Amelia leans forward, elbows on knees, straight into therapist mode without the degree. “Then you’ll be okay. Because you’ve got you. And also maybe… talk to him before you write the epilogue?”

“I hate being reasonable,” I mutter.

“I know,” she says sweetly. “It’s so off-brand. But maybe try it. Ask him what he wants. Tell him what you want. Don’t let fear write the script.”

“I could also not ask,” I counter, flopping back onto the couch. “I could enjoy the time I have, and postpone the possible heartbreak until it’s seasonally appropriate. Like January. When everything is already gray.”

Amelia chuckles, then softens. “Do what keeps you breathing. Just… don’t confuse waiting with not wanting.”

We decorate the bottom third of the tree, which is the only portion of the tree I can reach without a step stool and an OSHA waiver. We talk about baby names we’ll never use. She tells me a story about a woman at the bakery who tried to pay with a gift card to a hardware store and then made it everyone else’s problem. We laugh until I hiccup and my hiccup makes the baby hiccup and then we both cry a little, because biology is a comedy.

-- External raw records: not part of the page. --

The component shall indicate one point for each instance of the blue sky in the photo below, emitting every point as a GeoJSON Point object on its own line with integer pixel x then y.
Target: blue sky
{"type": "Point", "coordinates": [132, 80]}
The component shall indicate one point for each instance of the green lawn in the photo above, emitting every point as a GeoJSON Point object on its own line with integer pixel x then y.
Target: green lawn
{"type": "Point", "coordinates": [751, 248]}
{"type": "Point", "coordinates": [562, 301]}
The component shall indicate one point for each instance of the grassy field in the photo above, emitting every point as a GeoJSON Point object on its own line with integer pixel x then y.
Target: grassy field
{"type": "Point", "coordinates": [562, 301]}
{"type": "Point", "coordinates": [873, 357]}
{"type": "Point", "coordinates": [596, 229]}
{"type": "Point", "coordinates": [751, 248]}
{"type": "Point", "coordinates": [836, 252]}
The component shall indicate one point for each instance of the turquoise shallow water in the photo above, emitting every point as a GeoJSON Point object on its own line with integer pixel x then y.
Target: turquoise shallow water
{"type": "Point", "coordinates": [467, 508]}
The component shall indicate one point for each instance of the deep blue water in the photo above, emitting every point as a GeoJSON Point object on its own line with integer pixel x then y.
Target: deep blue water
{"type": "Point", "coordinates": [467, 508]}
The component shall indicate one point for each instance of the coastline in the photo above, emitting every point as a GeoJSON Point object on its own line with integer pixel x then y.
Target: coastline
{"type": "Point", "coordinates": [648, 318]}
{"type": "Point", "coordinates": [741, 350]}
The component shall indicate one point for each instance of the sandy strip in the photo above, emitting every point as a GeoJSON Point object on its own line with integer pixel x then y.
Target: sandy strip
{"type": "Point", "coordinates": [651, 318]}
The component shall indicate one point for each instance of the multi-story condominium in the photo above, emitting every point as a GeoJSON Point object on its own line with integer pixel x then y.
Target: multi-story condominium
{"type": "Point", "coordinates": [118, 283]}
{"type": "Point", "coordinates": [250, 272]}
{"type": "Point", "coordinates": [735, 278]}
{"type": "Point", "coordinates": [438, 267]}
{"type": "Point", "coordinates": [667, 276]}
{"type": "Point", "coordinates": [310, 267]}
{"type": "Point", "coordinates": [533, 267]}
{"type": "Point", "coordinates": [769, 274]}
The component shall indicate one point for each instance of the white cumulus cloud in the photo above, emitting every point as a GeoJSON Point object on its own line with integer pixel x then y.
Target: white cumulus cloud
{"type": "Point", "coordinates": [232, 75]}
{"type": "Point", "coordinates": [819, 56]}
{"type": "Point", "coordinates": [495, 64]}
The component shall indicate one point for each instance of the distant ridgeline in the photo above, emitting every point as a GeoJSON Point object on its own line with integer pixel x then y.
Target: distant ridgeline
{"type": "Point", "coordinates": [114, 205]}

When she leaves, the apartment goes quiet again in that way that highlights every ice maker thunk like a plot twist. I try to answer emails and get distracted by the ornament we bought—the Baby’s First Christmas one with the lopsided peanut doodle. I picture it on our tree next year with a date under the date, and my throat gets tight.

My phone buzzes:

On my way. Fifteen.

Then,

Need anything?

I stare at the text bubble. I type clarity and delete it. I type candy canes and add a candy cane emoji because I’m a coward. He sends back a green check and a heart in the exact shade of the pine needles. I press the phone to my sternum like it can sear answers into my bones.

The knock comes exactly when he said it would. Of course it does. I stand, realize I care about how I look, and immediately hate that I care about how I look. I shove my hair up, then down, then up again. The baby chooses that moment to attempt a somersault. “Be cool,” I tell both of us.

“It’s Lucas,” he calls through the door, and my smile arrives before I open it.

He’s wind-chilled and bright-eyed, a paper bag with candy canes and cocoa mix in one hand, his other hovering like he’s always prepared to catch what I drop. “Hi,” he says, and the word lands warm.

I don’t let him finish anything else. I curl my fingers into the front of his coat, rise onto my toes as far as the belly permits, and pull him into a kiss that says you’re here and don’t talk yet and I like you more than my fear. He makes a surprised sound that becomes a yes in under a second, one arm circling my waist with practiced care, the other steady at my shoulder. He kisses back like he was already halfway to me.